Aku ingin tulisan ini, paling tidak bisa mewakili rasa terimakasihku padamu. Atas kebaikan-kebaikanmu selama ini. Atas banyaknya teladan yang Mba ajarkan. Atas banyaknya nilai hidup yang diam-diam kupetik darimu.
Aku ingin tulisan ini bisa menginspirasi orang lain. Bahwa berbuat baik tidak selalu harus dengan hal-hal besar. Bahwa menginspirasi tidak selalu harus berbuah piagam penghargaan. Tapi dari hal-hal kecil yang selalu menyentuh hati.
Karena sesuatu yang dilakukan dari hati, akan selalu sampai ke hati.
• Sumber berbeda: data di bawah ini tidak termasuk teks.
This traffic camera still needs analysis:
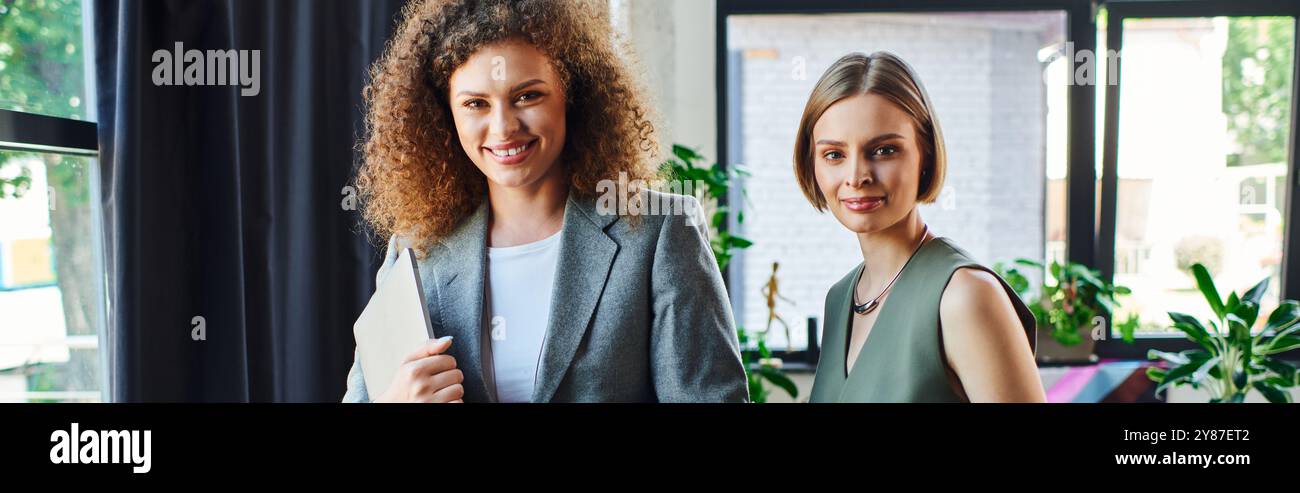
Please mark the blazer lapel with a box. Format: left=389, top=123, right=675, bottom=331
left=531, top=195, right=619, bottom=402
left=425, top=201, right=496, bottom=402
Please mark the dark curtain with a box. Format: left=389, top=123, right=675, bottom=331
left=93, top=0, right=405, bottom=402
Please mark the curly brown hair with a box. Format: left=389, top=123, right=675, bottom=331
left=356, top=0, right=661, bottom=256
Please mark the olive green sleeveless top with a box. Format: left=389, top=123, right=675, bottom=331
left=808, top=238, right=1036, bottom=403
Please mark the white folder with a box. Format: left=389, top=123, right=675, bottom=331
left=353, top=247, right=436, bottom=399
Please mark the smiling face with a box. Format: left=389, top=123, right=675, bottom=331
left=448, top=39, right=567, bottom=191
left=812, top=92, right=925, bottom=235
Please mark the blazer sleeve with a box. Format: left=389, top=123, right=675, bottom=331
left=341, top=235, right=407, bottom=403
left=342, top=350, right=371, bottom=403
left=649, top=195, right=750, bottom=403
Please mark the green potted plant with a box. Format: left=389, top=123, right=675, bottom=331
left=736, top=326, right=799, bottom=403
left=997, top=258, right=1138, bottom=363
left=662, top=144, right=796, bottom=402
left=1146, top=264, right=1300, bottom=403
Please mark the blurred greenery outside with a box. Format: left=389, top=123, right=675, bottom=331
left=0, top=0, right=100, bottom=401
left=1223, top=18, right=1294, bottom=169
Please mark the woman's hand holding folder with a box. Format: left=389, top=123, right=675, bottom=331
left=373, top=336, right=465, bottom=403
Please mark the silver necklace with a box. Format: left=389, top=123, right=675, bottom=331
left=852, top=225, right=930, bottom=316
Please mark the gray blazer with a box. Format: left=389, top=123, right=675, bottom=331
left=342, top=191, right=749, bottom=402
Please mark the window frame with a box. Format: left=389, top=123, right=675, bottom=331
left=1094, top=0, right=1300, bottom=360
left=0, top=110, right=97, bottom=156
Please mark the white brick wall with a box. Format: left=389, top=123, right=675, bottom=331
left=727, top=13, right=1060, bottom=350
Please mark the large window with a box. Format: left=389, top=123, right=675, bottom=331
left=1110, top=16, right=1293, bottom=335
left=1097, top=1, right=1300, bottom=359
left=0, top=0, right=105, bottom=402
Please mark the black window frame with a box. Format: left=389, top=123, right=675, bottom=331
left=1094, top=0, right=1300, bottom=360
left=0, top=110, right=98, bottom=156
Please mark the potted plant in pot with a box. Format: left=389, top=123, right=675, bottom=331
left=997, top=259, right=1139, bottom=363
left=1146, top=264, right=1300, bottom=403
left=737, top=326, right=799, bottom=403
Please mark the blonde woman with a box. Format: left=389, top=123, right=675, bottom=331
left=795, top=52, right=1045, bottom=403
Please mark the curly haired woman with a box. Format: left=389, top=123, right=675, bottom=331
left=342, top=0, right=747, bottom=403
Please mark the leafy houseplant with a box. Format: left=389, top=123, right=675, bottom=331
left=736, top=326, right=799, bottom=403
left=661, top=144, right=796, bottom=402
left=660, top=145, right=753, bottom=271
left=997, top=258, right=1139, bottom=349
left=1146, top=264, right=1300, bottom=403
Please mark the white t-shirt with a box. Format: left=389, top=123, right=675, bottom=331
left=486, top=230, right=562, bottom=403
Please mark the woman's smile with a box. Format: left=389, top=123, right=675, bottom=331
left=840, top=195, right=886, bottom=213
left=483, top=138, right=539, bottom=165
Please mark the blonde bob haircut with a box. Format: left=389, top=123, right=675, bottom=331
left=793, top=51, right=947, bottom=210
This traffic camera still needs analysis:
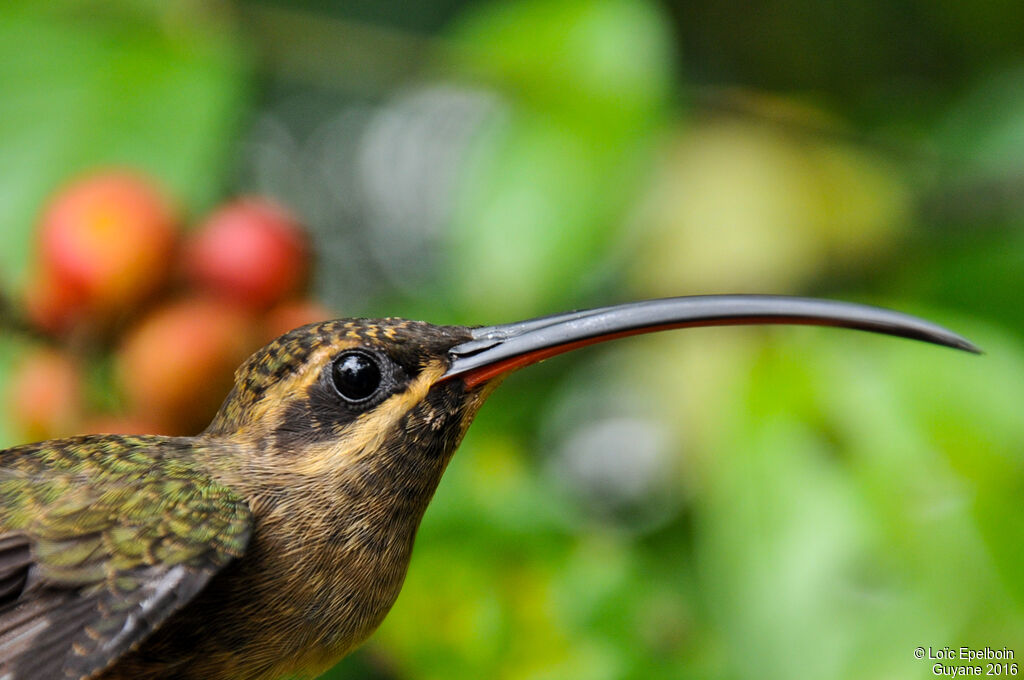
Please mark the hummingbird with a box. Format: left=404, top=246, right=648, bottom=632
left=0, top=295, right=977, bottom=680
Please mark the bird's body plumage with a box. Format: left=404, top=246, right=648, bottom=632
left=0, top=297, right=976, bottom=679
left=0, top=319, right=484, bottom=679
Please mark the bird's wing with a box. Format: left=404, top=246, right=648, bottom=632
left=0, top=435, right=252, bottom=680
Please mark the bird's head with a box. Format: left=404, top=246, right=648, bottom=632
left=204, top=318, right=479, bottom=481
left=202, top=296, right=977, bottom=500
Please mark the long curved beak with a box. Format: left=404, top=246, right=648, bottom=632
left=442, top=295, right=980, bottom=387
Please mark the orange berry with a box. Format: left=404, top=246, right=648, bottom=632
left=7, top=348, right=83, bottom=442
left=37, top=170, right=178, bottom=323
left=262, top=299, right=335, bottom=343
left=117, top=298, right=257, bottom=434
left=80, top=415, right=168, bottom=436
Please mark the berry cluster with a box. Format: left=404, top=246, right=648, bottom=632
left=8, top=170, right=332, bottom=439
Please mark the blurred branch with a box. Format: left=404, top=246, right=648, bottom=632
left=240, top=7, right=960, bottom=170
left=693, top=87, right=945, bottom=166
left=239, top=4, right=444, bottom=96
left=0, top=291, right=43, bottom=343
left=694, top=88, right=1024, bottom=228
left=919, top=170, right=1024, bottom=228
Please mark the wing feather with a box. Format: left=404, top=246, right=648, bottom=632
left=0, top=535, right=30, bottom=602
left=0, top=435, right=252, bottom=680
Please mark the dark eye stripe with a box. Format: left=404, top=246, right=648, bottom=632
left=274, top=351, right=396, bottom=449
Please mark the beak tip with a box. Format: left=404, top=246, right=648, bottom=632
left=960, top=340, right=984, bottom=355
left=930, top=329, right=982, bottom=355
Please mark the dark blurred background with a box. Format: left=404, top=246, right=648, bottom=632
left=1, top=1, right=1022, bottom=678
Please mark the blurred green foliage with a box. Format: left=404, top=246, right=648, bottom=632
left=434, top=0, right=675, bottom=320
left=1, top=1, right=1023, bottom=679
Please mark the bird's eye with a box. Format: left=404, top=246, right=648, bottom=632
left=331, top=351, right=383, bottom=402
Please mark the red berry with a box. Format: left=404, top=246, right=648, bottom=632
left=184, top=198, right=308, bottom=310
left=117, top=298, right=258, bottom=434
left=36, top=170, right=178, bottom=324
left=7, top=348, right=83, bottom=442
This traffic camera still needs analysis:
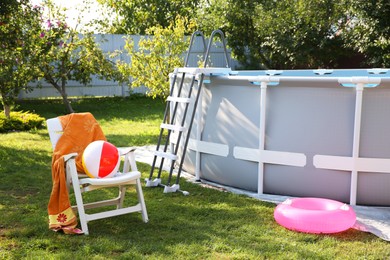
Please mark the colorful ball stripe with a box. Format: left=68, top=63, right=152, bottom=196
left=82, top=141, right=120, bottom=178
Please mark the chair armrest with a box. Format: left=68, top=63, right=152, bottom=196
left=62, top=153, right=78, bottom=191
left=118, top=147, right=138, bottom=172
left=63, top=152, right=78, bottom=162
left=118, top=147, right=136, bottom=156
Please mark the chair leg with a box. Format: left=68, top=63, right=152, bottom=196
left=117, top=186, right=126, bottom=209
left=74, top=186, right=89, bottom=235
left=135, top=178, right=149, bottom=223
left=68, top=160, right=90, bottom=235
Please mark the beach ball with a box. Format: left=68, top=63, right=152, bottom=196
left=82, top=140, right=120, bottom=178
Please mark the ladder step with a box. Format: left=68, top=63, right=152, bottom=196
left=154, top=151, right=178, bottom=161
left=160, top=123, right=186, bottom=132
left=167, top=96, right=191, bottom=103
Dan akan membekas di sana, selamanya.
Setidaknya aku melihatnya di sosokmu, Mba.
Ringan Tangan dan Murah Hati
Tiap kita selesai taklim, kamu selalu menjadi orang yang paling cekatan, Mba. Membereskan piring-piring bekas konsumsi, membawanya ke belakang untuk kemudian mencucinya.
Maklumlah, kita semua hobi makan ya, terutama gorengan yang nggak pernah ketinggalan, hahaha.
Mba Asih, guru ngaji kita sering berkelakar saat kamu bersikukuh mencuci piring meski sudah dilarangnya, “Diiin, sekalian deh, itu di belakang banyak cucian. Di lantai atas juga setrikaan ada sekeranjang”.
Aku dan teman-teman lain kontan tertawa dan kamu hanya tersenyum simpul, “Yah, kalau itu sih dirumahku juga banyak Mba”.
Ah, bahkan kami jarang bisa mengalahkanmu, Mba. Meski sudah dibuat jadwal piket. Dan itu nggak hanya di rumah Mba Asih, tapi di manapun.
Saat kita taklim di rumah teman-teman yang lain, di rumahku, apatah lagi di rumahmu sendiri. Kamu juaranya Mba. Tercepat dalam berbuat kebaikan.
Untuk aku pribadi, aku malu mengingatnya Mba. Malu karena sampai detik ini aku belum bisa membalas kebaikanmu yang begitu banyak dan bertubi-tubi.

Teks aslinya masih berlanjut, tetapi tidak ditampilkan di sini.